Quantile-Quantile (QQ) plots

Another very nice way to assess goodness of fit is to do so visually using the QQ-plot. This plot, in general, compares the distributions of two variables. In the regression context, we can use it to compare the quantiles of the outcome distribution to the quantiles of the distribution of fitted values from the model. To do this in R, we need to extracted the fitted values from our model using the fitted function and the qqplot function to do the plotting. Let's compare the fit of our bivariate model to our multivariate model using two side-by-side qqplots.

layout(matrix(1:2, nrow = 1))
qqplot(y, fitted(m1), col = "gray", pch = 15, ylim = c(-5, 10), main = "Bivariate model")
curve((x), col = "blue", add = TRUE)
qqplot(y, fitted(m2), col = "gray", pch = 15, ylim = c(-5, 10), main = "Multivariate model")
curve((x), col = "blue", add = TRUE)

plot of chunk unnamed-chunk-18

Note: The blue lines represent a y=x line. If the distribution of y and the distribution of the fitted values matched perfectly, then the gray dots would line up perflectly along the y=x line. We see, however, in the bivariate (underspecified) model (left panel) that the fitted values diverge considerably from the distribution of y. By contrast, the fitted values from our multivariate model (right panel) match the disribution of y much more closely. In both plots, however, the models clearly fail to precisely explain extreme values of y. While we cannot summarize the QQ-plot as a single numeric statistic, it provides a very rich characterization of fit that shows not only how well our model fits overall, but also where in the distribution of our outcome the model is doing a better or worse job of explaining the outcome.

Though different from a QQ-plot, we can also plot our fitted values directly again the outcome in order to see how well the model is capturing variation in the outcome.
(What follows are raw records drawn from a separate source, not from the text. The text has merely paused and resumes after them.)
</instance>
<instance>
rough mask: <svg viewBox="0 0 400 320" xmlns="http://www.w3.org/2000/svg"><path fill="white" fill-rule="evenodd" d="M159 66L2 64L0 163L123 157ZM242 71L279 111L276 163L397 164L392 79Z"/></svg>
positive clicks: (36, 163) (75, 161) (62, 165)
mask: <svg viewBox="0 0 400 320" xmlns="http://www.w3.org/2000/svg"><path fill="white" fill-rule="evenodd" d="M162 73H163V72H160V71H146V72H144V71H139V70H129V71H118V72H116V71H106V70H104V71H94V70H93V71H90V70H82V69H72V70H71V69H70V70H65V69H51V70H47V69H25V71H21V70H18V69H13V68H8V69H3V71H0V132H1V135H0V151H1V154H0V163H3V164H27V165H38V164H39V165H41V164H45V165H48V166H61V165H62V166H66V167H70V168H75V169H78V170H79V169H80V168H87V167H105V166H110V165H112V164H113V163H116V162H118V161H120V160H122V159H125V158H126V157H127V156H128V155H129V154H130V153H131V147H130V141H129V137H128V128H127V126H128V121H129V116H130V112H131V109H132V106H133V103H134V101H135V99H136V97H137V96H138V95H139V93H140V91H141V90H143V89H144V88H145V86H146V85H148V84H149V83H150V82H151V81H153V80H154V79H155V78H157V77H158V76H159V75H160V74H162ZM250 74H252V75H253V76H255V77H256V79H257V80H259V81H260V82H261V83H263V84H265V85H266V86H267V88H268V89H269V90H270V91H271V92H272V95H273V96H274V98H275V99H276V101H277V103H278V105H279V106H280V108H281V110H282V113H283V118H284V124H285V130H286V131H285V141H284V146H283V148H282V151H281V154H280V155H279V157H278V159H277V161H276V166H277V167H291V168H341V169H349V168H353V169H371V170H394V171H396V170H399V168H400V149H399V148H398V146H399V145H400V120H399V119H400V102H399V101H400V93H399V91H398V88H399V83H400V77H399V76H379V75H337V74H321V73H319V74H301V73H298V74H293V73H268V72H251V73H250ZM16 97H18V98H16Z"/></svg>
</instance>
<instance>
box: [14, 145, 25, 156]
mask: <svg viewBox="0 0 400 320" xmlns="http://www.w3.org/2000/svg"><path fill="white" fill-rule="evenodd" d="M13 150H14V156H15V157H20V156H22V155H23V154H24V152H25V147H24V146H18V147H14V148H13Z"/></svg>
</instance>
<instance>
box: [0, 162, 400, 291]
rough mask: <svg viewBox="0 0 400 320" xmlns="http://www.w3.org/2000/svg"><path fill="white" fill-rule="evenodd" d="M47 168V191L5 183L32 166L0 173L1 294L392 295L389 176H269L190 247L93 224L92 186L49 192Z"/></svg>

The closer this cloud of points looks to a single, straight line, the better the model fit. Such plots can also help us capture non-linearities and other things in data. Let's compare the fit of the two models side-by-side again:

layout(matrix(1:2, nrow = 1))
plot(y, fitted(m1), col = "gray", pch = 15, ylim = c(-5, 10), main = "Bivariate model")
curve((x), col = "blue", add = TRUE)
plot(y, fitted(m2), col = "gray", pch = 15, ylim = c(-5, 10), main = "Multivariate model")
curve((x), col = "blue", add = TRUE)

plot of chunk unnamed-chunk-19

As above, we see that the bivariate does a particularly power job of explaining extreme cases in y, whereas the multivariate model does much better but remains imperfect (due to random variation in y from when we created the data).